This repository contains simple examples of how to implement some of the Nine Circles of Data Tests described in our blogpost. A docker container is provided to run the DTAP and Data Tests examples. The Mock Pipeline tests and DAG integrity tests are implemented in Travis CI tests.
The DAG Integrity tests are integrated in our CI pipeline, and check if the DAG definition in your airflowfile is a valid DAG. This includes not only checking for typos, but also verifying there are no cycles in your DAGs, and that the operators are used correctly.
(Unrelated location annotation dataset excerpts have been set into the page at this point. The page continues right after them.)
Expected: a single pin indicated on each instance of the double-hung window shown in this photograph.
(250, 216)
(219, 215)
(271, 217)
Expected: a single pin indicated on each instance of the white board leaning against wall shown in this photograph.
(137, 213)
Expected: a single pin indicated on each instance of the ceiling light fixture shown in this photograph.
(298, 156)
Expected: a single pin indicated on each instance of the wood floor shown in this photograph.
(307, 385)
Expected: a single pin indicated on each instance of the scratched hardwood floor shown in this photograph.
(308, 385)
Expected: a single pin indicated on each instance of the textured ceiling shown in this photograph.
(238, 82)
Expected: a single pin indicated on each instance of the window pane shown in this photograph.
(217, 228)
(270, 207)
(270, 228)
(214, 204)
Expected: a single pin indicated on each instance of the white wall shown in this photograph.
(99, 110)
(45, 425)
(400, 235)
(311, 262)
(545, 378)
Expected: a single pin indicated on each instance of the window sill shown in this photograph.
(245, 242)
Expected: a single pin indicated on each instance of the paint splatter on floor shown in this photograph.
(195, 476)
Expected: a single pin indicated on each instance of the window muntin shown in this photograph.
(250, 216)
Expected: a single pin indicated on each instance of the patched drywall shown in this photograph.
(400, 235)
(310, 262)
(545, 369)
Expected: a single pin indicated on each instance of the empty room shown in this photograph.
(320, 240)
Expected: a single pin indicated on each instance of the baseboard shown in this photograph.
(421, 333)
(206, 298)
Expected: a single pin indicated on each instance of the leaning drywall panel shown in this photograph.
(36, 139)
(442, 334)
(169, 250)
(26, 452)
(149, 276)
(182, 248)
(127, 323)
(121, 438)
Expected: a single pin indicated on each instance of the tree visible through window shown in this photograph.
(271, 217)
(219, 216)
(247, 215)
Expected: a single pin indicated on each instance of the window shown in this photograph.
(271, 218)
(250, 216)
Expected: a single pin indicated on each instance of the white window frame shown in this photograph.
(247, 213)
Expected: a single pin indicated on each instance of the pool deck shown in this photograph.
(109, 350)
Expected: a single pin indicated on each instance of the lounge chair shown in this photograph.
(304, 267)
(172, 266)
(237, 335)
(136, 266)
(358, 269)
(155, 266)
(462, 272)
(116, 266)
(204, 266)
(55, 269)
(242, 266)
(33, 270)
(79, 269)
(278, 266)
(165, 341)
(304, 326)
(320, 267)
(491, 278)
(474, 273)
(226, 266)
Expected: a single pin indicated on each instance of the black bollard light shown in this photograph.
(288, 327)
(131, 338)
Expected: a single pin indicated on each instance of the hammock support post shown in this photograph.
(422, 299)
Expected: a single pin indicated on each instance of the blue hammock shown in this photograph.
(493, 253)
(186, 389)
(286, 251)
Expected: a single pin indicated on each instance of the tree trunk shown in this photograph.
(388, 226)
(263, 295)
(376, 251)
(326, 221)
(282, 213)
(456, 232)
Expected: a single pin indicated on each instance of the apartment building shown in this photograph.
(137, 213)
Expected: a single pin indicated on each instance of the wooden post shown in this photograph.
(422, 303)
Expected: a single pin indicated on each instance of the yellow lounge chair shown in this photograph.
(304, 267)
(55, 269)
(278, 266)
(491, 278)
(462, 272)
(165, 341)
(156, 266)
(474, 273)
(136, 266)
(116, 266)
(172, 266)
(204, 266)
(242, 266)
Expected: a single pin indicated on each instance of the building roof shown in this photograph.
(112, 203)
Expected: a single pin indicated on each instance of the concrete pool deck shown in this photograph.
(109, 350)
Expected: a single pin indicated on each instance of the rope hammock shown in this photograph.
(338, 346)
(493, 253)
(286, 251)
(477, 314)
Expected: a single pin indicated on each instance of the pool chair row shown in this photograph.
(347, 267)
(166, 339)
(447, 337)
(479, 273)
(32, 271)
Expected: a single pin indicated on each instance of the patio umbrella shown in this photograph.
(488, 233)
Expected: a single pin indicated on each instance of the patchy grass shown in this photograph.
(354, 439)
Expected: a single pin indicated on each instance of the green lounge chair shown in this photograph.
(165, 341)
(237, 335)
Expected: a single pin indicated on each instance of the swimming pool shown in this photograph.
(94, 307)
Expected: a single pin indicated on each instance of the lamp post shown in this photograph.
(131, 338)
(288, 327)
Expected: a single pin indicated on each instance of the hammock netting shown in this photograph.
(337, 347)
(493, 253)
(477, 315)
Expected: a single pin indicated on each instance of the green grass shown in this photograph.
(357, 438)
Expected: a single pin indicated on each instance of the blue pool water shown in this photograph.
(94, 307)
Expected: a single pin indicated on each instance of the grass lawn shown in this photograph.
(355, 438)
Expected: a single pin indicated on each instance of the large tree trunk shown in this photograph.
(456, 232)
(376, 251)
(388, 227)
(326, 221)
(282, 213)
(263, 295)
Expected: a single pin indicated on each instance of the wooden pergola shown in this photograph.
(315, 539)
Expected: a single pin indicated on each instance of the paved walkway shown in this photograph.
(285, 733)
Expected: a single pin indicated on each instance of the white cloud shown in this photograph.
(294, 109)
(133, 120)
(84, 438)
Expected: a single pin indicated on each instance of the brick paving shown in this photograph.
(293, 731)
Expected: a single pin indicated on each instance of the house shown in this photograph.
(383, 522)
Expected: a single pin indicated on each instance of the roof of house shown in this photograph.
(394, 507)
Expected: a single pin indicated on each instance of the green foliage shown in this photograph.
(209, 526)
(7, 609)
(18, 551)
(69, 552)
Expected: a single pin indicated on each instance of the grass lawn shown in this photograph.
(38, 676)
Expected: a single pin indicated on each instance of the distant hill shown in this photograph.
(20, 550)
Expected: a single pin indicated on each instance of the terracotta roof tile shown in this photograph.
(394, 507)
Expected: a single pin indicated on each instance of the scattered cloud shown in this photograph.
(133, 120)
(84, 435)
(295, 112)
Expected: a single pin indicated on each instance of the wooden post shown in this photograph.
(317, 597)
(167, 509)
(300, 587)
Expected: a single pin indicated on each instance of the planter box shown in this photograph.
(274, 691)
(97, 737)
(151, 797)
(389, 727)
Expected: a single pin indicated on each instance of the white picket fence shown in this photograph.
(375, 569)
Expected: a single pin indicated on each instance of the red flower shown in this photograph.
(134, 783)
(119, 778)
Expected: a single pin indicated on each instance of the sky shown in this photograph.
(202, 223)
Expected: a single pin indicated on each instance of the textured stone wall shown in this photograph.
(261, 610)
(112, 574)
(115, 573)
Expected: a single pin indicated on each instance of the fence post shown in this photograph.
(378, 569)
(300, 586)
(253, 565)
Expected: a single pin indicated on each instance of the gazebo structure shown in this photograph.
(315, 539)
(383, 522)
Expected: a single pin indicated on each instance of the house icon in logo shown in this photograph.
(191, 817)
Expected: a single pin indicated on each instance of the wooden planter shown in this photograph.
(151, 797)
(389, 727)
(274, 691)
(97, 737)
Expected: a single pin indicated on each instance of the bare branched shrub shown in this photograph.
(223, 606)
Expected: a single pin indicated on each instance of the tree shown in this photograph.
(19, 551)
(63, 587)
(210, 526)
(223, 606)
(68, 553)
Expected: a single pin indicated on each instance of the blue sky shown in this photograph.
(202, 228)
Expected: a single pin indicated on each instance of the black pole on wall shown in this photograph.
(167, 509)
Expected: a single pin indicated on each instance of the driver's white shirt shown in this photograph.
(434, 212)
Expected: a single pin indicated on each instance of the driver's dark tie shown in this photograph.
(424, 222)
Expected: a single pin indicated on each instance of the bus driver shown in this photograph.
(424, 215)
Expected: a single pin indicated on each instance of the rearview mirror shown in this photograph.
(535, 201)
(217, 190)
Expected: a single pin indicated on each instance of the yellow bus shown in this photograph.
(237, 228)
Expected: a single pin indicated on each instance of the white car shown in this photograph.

Mock Pipeline Tests are implemented as a CI pipeline stage, and function as unit tests for your individual DAG tasks. Dummy data is generated and used to verify that for each expected input, an expected output follows from your code.
In the dags
directory, you will find a simple DAG with 3 tasks. Each of these tasks has a companion test that is integrated
into the DAG. These tests are run on every DAG run and are meant to verify that your code makes sense when running on
real data.
In order to show our DTAP logic, we have included a Dockerfile, which builds a Docker image with Airflow and Spark installed. We then clone this repo 4 times, to represent each environment. To build the docker image:
docker build -t airflow_testing .
Once built, you can run it with:
docker run -p 8080:8080 airflow_testing
This image contains all necessary logic to initialize the DAGs and connections. One part that is simulated is the promotion of branches (i.e. environments). The 'promotion' of code from one branch (environment) to another requires write access to the git repo, something which we don't want to provide publicly :-). To see the environments and triggering in action, kick off the 'dev' DAG via the UI (or CLI) to see flow. Please note, the prod DAG will not run after the acc one by default, as we prefer to use so called green-light deployments, to verify the logic and prevent unwanted production DAGruns.